Missouri's Department of Natural Resources failed to close a beach at the Lake of the Ozarks this year despite high bacteria levels that put swimmers' health at risk, Gov. Jay Nixon said Wednesday.

Nixon said he has placed department director Mark Templeton on unpaid administrative leave for two weeks, pending an internal investigation.

On a hastily called conference call with reporters, Nixon said he learned only recently that the beach had not been closed after water samples taken on May 18 and May 27 showed high levels of E. coli.

"This is quite simply unconscionable," Nixon said. "It is nothing short of an outrage, and my reaction is sheer disappointment and disgust."

The Democratic governor said the department had previously provided him with false information indicating that the beach at the popular tourist lake had been closed before the Memorial Day weekend that began Friday, May 22. He said he "unwittingly" passed that along to reporters.

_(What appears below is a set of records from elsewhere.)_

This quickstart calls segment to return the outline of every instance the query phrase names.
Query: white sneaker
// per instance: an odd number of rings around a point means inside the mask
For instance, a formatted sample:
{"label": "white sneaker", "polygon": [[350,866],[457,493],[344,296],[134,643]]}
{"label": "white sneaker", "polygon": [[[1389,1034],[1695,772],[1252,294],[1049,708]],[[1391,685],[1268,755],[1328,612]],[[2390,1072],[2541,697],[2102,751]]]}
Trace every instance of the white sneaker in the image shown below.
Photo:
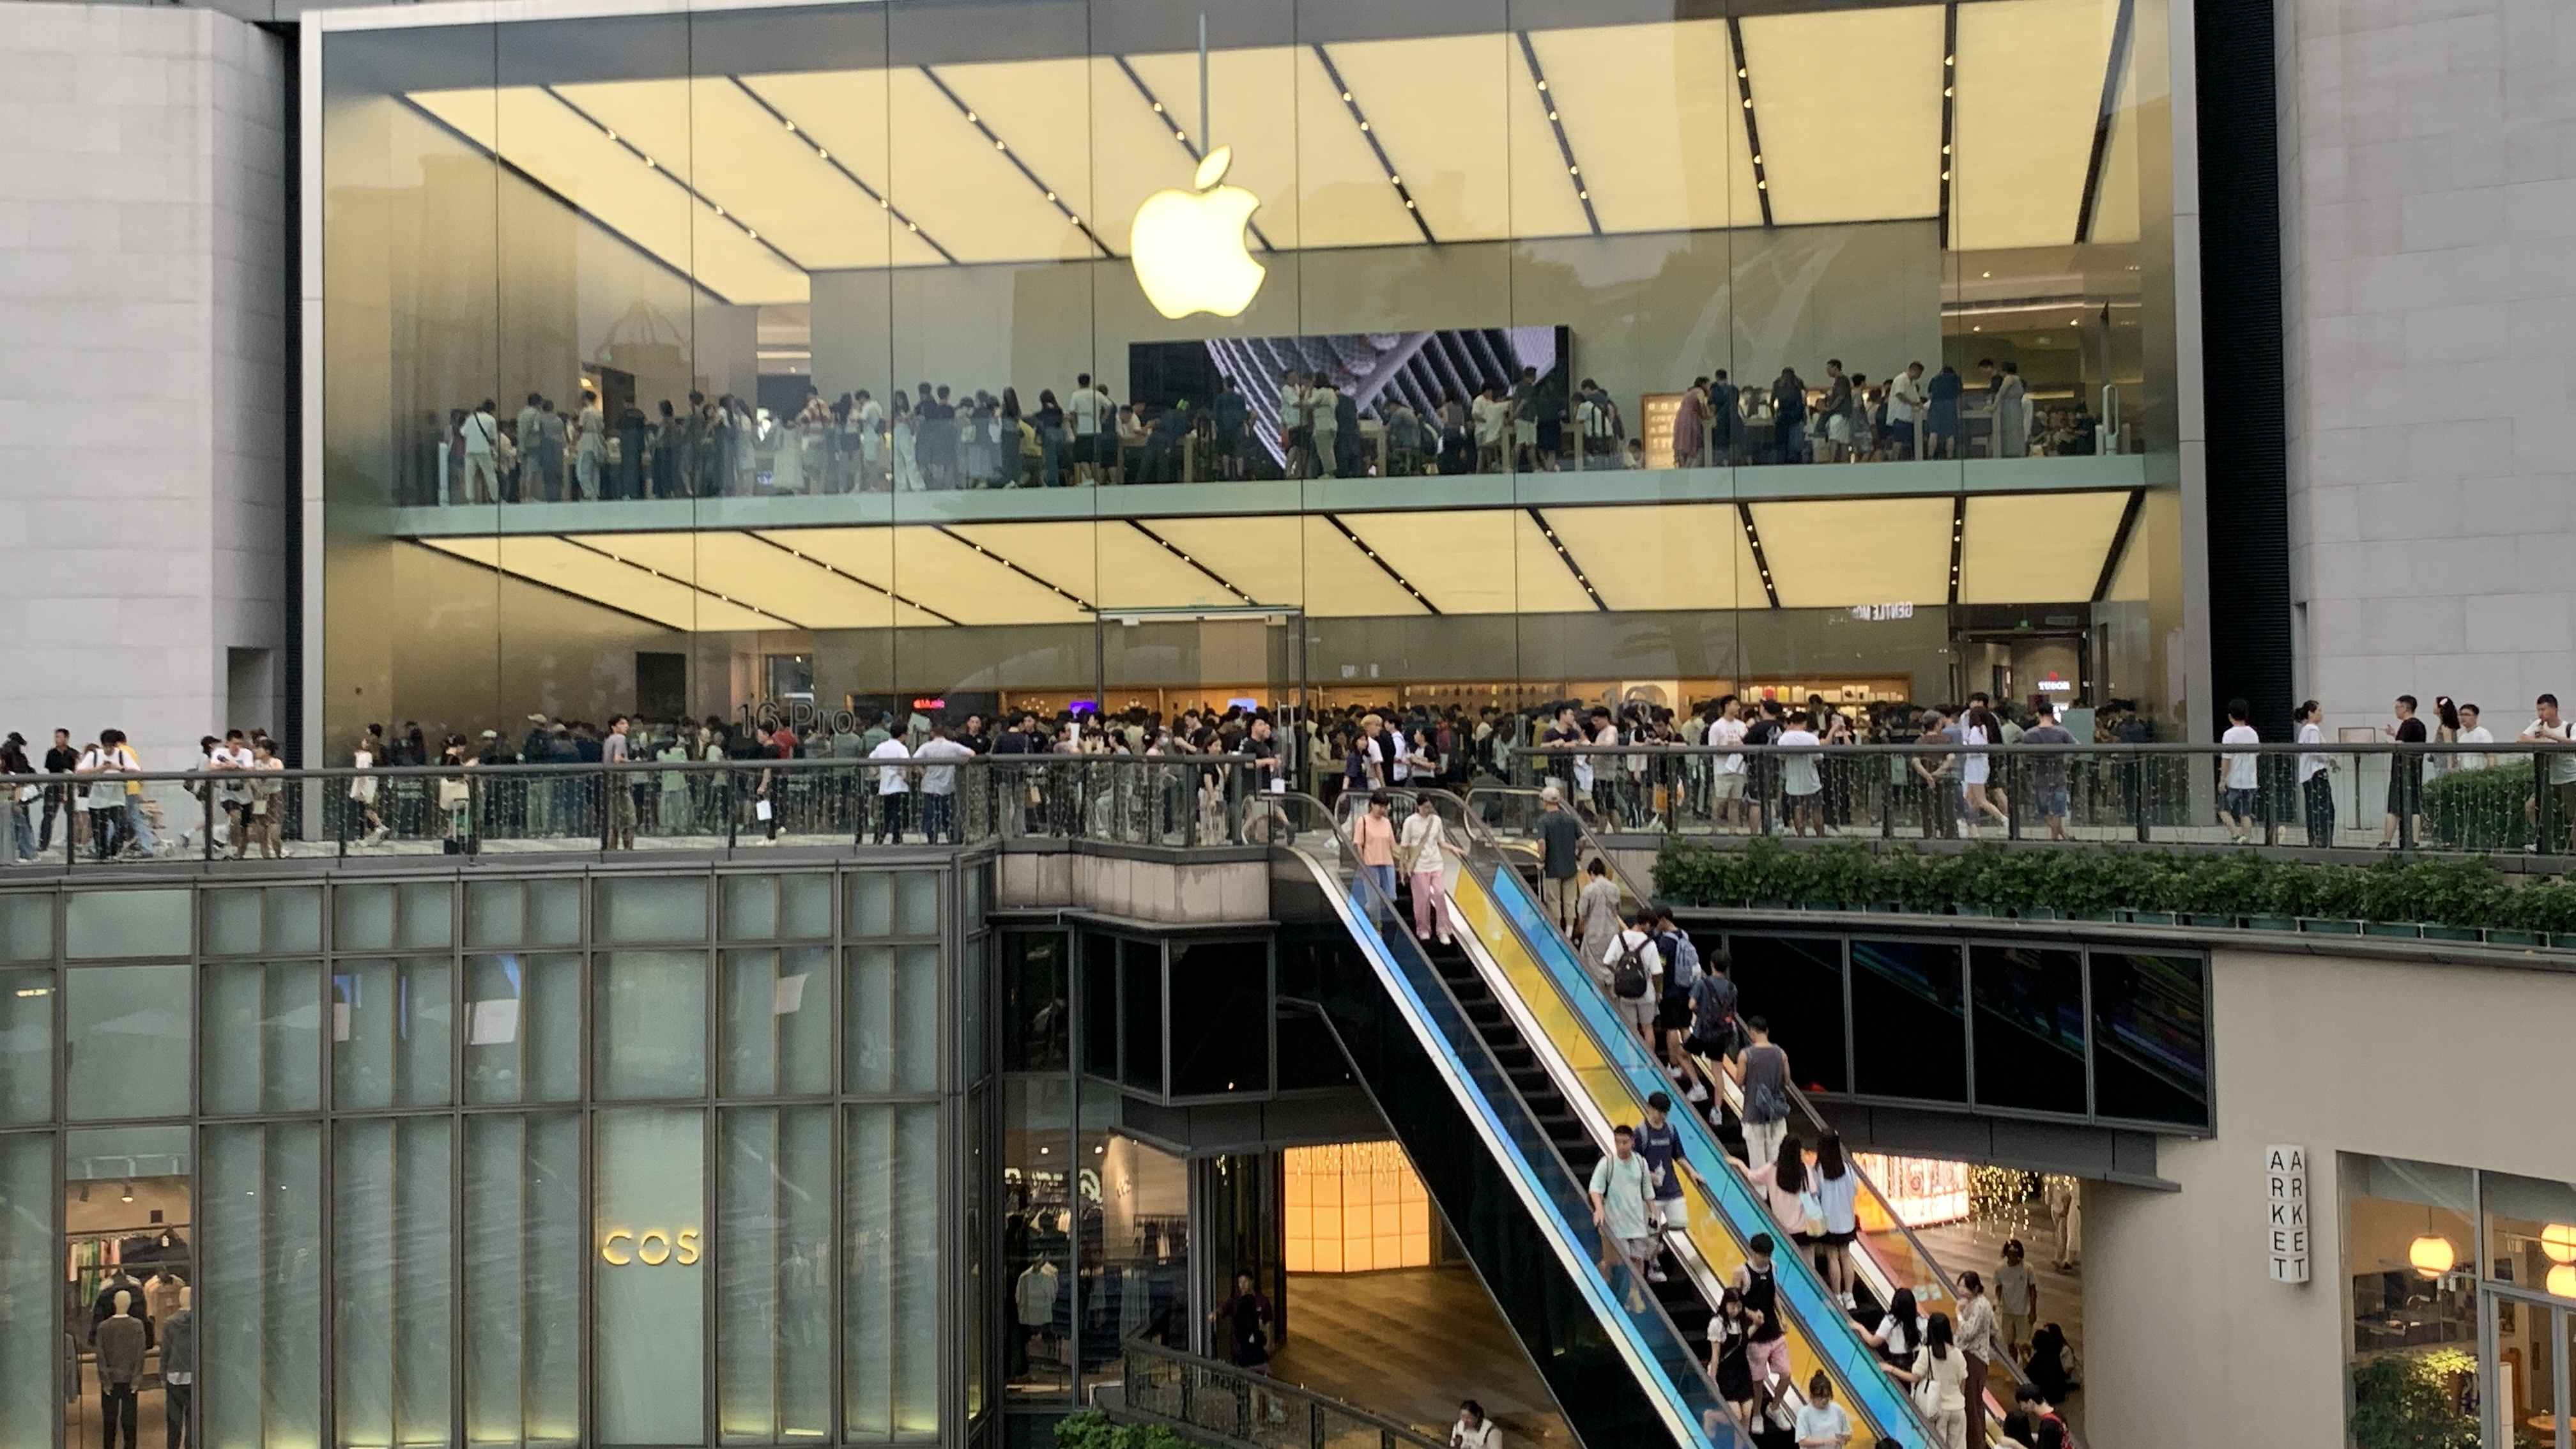
{"label": "white sneaker", "polygon": [[1682,1100],[1685,1102],[1705,1102],[1708,1100],[1708,1088],[1701,1086],[1697,1082],[1693,1082],[1691,1083],[1691,1089],[1682,1094]]}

Templeton, who was also on the conference call, said his suspension is appropriate and concurred that the failure to close the beach was "unconscionable." He said he does not believe there was any intent to mislead the public or the governor when he shared incorrect information from his staff indicating the beaches had been closed.

Nixon's administration has been under fire since July, when reporters revealed the Department of Natural Resources waited until late June to publicly release test results from a month earlier showing the high E. coli levels at the lake.

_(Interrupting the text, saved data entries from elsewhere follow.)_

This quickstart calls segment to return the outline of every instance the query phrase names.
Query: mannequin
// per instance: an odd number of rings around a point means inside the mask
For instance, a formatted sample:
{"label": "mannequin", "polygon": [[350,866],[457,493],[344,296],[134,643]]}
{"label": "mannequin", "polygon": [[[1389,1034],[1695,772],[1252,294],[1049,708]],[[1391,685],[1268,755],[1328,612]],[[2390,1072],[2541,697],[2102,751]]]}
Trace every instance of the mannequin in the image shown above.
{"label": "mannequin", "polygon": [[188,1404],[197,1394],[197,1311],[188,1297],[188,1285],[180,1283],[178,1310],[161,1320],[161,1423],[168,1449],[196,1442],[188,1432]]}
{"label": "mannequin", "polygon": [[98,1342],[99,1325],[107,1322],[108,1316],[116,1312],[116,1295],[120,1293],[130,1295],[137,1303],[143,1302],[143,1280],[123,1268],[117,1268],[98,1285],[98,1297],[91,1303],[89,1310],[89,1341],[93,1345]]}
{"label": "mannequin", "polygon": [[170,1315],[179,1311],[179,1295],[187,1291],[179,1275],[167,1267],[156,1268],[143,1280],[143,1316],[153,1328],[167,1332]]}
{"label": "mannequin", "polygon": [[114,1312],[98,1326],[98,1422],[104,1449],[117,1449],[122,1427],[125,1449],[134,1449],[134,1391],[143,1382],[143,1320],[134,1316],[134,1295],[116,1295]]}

The governor's office initially said it did not learn of those test results until June 23, when it said it immediately directed the results to be released. The DNR's former communications director, however, told Senate investigators last week that she informed an aide to Nixon, Jeff Mazur, of the high bacteria levels on May 29.

Mazur confirmed that to reporters on Wednesday but said he did not share the information with others in the governor's office then because the department was still looking into the matter.